At a given index, the output is a list of 2 tensors.
In [119]: my_ds[0]
Out[119]:
(tensor([-0.5374, -0.4721, -0.5583, -0.5301, -0.4714, -1.1228, -1.7159]),
tensor([-0.0207, -0.0328, -0.0478, -0.0331, -0.0119]))
The first tensor has a number of elements fixed by the number of signals being used.
The order will match the order of the signals in predictors
.
Each of these signals is normalized to their separate mean and standard deviation.
Currently, the only target is ae_prob_delta
, calculated using AE probabilities from Aza's RCN model.
The output tensor (2nd tensor) is the change in the Alfven Eigenmode probabilities over the interval given in
shift_targets
with the ae_prob_delta
key,
i.e. AE mode probability at t0 + 10ms as calculated using ECE data. This output is also
normalized to zero mean and unit standard deviation.

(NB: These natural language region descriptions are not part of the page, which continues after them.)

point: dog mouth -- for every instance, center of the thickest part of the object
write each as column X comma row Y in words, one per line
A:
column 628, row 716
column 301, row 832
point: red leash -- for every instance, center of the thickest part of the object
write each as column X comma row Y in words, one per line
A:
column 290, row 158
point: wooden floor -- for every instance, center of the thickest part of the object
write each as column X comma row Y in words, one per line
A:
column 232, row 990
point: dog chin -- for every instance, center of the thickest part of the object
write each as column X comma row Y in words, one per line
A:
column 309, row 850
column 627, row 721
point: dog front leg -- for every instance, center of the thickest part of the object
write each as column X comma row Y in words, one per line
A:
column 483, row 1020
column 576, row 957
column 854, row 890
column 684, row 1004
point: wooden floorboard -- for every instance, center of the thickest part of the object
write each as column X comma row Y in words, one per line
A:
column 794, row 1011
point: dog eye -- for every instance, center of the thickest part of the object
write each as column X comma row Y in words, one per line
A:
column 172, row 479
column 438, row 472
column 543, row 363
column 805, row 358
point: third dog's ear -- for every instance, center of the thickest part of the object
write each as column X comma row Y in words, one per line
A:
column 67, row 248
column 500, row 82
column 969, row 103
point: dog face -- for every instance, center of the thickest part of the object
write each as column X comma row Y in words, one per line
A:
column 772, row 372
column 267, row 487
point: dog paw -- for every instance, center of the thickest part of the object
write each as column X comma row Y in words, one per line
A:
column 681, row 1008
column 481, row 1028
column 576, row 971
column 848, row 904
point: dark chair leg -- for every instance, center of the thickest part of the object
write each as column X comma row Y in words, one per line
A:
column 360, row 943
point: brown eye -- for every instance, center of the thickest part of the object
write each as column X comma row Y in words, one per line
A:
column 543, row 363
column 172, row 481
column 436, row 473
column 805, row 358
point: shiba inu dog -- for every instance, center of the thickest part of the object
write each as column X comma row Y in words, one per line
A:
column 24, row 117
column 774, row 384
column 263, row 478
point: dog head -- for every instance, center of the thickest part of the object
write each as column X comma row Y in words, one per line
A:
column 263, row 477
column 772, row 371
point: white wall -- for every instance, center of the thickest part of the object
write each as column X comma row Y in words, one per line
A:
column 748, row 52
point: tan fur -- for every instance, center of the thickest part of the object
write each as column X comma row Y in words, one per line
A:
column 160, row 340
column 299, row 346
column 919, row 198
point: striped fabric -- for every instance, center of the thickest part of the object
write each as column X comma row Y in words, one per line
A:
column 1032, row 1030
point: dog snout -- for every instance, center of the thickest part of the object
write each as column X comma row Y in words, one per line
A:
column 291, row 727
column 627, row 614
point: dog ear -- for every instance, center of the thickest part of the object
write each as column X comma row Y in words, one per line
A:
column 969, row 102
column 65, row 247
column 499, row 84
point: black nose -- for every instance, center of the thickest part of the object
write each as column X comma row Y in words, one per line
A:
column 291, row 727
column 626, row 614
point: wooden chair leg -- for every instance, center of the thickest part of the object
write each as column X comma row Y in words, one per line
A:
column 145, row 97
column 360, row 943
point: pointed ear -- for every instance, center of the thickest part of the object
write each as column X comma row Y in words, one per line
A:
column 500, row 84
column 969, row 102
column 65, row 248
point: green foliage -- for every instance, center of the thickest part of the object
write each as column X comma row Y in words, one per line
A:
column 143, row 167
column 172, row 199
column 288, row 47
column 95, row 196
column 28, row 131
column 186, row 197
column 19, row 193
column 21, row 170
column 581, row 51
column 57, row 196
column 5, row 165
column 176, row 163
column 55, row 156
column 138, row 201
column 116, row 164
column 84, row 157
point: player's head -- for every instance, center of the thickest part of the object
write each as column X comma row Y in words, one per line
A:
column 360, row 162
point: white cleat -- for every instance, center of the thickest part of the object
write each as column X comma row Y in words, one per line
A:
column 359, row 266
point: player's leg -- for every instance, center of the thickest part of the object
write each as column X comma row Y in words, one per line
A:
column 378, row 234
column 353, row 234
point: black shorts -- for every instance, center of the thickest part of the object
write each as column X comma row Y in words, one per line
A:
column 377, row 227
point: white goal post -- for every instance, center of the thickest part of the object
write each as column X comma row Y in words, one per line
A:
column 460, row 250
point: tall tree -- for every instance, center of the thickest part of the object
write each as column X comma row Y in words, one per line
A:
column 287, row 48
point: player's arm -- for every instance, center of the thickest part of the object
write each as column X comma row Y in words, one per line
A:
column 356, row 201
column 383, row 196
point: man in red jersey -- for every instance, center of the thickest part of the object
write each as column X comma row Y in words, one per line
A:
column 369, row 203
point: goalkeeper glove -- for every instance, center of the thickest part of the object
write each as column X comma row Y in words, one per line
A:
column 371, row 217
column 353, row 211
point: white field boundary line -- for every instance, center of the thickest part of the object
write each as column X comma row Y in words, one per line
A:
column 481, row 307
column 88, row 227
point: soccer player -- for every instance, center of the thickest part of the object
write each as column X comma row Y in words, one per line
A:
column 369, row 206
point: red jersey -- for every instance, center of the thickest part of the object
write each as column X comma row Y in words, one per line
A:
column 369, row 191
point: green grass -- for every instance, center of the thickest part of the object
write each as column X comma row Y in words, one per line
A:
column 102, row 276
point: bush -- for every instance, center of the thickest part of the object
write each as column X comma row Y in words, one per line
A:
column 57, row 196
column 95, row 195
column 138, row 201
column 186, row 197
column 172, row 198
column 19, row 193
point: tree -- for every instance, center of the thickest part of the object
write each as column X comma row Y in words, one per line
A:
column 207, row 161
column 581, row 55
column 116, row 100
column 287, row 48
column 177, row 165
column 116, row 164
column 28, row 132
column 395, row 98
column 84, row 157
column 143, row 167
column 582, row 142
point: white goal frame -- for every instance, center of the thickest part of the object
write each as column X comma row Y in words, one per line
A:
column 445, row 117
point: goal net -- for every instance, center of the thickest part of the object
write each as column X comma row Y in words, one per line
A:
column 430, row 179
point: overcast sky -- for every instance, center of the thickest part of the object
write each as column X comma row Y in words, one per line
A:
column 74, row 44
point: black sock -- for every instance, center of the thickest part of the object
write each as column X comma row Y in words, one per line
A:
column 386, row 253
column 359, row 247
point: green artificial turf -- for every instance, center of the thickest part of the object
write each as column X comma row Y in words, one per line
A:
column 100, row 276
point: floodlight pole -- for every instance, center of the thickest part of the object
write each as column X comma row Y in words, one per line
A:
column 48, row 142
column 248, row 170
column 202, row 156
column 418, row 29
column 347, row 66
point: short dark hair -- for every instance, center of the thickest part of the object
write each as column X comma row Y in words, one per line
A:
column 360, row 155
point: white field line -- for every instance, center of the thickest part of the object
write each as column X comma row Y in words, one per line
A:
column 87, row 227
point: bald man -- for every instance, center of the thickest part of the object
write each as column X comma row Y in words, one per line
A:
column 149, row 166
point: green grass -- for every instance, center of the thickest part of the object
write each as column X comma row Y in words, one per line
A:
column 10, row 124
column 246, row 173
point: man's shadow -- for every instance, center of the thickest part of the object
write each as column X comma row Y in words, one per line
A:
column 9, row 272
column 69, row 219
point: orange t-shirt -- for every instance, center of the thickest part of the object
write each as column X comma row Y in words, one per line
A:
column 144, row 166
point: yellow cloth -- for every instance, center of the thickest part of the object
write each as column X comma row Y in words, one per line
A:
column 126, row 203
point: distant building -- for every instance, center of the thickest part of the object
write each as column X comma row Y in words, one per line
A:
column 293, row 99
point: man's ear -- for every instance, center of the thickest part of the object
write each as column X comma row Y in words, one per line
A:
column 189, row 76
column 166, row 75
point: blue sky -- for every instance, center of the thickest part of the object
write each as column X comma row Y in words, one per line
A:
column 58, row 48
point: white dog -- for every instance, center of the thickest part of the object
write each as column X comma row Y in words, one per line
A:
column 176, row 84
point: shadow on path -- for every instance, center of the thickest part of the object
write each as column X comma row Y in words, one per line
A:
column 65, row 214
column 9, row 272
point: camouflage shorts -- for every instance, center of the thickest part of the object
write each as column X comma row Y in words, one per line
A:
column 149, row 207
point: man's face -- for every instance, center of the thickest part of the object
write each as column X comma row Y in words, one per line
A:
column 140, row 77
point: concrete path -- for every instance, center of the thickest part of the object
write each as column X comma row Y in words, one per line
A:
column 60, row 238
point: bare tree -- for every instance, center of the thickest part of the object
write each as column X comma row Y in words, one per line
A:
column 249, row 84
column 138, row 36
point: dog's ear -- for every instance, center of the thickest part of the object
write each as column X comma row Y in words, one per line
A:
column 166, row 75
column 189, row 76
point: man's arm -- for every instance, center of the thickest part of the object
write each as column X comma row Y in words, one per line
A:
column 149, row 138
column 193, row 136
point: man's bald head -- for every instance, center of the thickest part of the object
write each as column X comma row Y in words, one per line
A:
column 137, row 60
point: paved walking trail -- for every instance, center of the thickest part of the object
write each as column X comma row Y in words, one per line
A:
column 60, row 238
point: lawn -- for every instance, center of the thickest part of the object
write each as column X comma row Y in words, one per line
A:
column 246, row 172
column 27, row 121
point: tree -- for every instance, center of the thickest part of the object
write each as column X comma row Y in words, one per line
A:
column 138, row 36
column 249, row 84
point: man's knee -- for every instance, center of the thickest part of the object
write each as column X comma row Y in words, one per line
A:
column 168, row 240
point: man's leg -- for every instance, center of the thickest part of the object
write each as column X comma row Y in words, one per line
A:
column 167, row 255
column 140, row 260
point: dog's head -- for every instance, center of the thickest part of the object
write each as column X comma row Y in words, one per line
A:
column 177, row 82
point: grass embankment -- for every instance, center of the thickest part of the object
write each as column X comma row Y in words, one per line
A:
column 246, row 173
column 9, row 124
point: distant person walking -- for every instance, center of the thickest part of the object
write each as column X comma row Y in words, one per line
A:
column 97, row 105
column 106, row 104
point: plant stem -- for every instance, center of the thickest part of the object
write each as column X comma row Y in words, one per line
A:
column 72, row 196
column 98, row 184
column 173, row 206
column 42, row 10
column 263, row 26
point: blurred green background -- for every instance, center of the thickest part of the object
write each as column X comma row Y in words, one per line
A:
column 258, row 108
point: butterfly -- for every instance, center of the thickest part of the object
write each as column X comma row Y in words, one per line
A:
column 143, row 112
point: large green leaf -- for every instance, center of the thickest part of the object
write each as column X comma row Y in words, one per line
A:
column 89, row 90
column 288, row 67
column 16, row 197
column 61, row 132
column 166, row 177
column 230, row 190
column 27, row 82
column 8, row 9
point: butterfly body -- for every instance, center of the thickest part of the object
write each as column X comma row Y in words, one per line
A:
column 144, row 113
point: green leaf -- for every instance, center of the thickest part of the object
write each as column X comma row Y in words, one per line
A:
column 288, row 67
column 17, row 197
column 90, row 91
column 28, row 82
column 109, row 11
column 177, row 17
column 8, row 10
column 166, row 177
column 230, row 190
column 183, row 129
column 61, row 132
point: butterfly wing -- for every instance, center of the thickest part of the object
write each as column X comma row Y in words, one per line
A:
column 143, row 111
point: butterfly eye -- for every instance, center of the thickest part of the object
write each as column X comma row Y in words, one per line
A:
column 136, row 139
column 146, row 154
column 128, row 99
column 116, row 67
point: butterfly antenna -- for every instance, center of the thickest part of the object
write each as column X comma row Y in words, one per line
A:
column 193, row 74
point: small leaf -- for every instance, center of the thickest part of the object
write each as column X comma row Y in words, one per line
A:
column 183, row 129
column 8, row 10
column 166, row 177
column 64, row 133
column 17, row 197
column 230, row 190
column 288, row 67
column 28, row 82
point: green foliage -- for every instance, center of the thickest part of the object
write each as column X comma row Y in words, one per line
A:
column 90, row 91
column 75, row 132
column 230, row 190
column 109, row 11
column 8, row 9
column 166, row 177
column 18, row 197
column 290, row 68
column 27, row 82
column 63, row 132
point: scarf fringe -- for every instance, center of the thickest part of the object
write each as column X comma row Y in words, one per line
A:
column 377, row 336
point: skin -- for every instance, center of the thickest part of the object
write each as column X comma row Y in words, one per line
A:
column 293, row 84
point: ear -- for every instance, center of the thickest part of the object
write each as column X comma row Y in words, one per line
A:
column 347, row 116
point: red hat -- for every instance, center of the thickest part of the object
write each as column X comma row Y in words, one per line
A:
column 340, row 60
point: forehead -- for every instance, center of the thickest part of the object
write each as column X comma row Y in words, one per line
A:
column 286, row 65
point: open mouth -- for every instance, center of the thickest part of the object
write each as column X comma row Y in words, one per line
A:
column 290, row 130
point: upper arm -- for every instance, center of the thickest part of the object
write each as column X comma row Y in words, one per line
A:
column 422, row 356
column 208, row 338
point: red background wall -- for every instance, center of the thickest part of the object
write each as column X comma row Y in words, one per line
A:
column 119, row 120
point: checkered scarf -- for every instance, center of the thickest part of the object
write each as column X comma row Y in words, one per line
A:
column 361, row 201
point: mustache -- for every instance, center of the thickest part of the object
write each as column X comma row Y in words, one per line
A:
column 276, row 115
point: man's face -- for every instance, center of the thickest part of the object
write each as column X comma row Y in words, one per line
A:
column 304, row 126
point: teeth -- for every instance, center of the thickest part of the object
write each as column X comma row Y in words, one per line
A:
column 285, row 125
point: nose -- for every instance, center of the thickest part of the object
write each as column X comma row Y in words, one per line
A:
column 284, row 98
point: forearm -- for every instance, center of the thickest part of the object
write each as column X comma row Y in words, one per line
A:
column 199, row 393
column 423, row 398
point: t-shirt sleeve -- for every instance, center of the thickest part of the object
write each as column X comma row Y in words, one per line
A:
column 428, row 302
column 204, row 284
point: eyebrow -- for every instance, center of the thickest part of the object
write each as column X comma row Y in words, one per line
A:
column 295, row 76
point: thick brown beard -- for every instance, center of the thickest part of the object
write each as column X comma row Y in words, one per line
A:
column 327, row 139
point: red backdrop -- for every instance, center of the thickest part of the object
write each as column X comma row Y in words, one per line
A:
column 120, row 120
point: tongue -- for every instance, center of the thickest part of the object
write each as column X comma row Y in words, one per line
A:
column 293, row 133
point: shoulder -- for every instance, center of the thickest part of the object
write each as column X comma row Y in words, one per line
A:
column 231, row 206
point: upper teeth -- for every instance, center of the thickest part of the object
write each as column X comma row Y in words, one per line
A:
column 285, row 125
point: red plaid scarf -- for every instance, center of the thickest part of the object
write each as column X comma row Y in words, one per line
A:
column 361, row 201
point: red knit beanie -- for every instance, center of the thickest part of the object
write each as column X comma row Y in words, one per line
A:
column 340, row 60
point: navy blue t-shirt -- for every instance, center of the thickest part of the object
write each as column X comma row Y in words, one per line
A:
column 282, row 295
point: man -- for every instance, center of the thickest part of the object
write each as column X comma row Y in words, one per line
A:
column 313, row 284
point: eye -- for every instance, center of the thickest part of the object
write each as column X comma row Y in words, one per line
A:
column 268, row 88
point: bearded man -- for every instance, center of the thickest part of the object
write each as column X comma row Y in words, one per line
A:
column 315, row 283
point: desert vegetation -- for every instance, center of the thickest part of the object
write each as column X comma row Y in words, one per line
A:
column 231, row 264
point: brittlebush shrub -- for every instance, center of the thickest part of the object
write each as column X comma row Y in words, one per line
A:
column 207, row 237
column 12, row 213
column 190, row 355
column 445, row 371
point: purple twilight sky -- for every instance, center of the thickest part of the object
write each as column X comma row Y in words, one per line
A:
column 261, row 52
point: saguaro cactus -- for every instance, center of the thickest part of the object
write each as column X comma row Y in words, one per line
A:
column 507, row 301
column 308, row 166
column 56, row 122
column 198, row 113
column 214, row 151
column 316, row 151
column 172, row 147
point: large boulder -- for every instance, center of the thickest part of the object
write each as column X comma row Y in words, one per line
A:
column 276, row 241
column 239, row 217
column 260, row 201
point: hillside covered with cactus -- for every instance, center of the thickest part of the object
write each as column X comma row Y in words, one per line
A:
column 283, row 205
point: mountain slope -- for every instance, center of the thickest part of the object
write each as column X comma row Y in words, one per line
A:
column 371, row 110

Iteration over the dataset is done in pytorch-style:
for i in torch.utils.data.DataLoader(my_ds):
# use i
An example of how to use this dataloader for predictive modelling is in 'runme.py'
By setting tsample=-1
, the full resolution will return with the tstart
and tend
found closest to the true measurement values (forwards or backwards in time). This will
not load as a dataset since you cannot temporally align the full resolution signals.
An example for loading neutron rate into a numpy array is below
from d3d_loaders.signal0d import signal_neut
shotnr = 169113
t_params = {'tstart' : tstart,
'tend' : tend,
'tsample': -1
}
sig_neut = signal_neut(shotnr, t_params)
data = sig_neut.data.numpy()
Training examples can be found in this repository. The dataset these examples operate on can be found here.
The folder examples
contains several notebooks that illustrate how to train predictive
models using the infrastructure provided in this package. In particular, the notebook
AE_pred_LSTMtest_1723xx.ipynb
shows how to train a LSTM-based model for predictive
tasks. And the nodebook AE_pred_transformer_154xxx.ipynb
shows how to train a transformer-based
model for predictive tasks. Both notebooks rely on the dataset and dataloader infrastructure
implemented in this package.
The datasets used by the notebooks are located on Princeton's gpfs, accessible on
stellar
and traverse
: stellar:/projects/EKOLEMEN/AE_datasets
. They have been compiled
using the d3d_signals package. Definitions of
the datasets in yaml
format is here.
There is an additional README
with notes on issues that arose when compiling the dataset.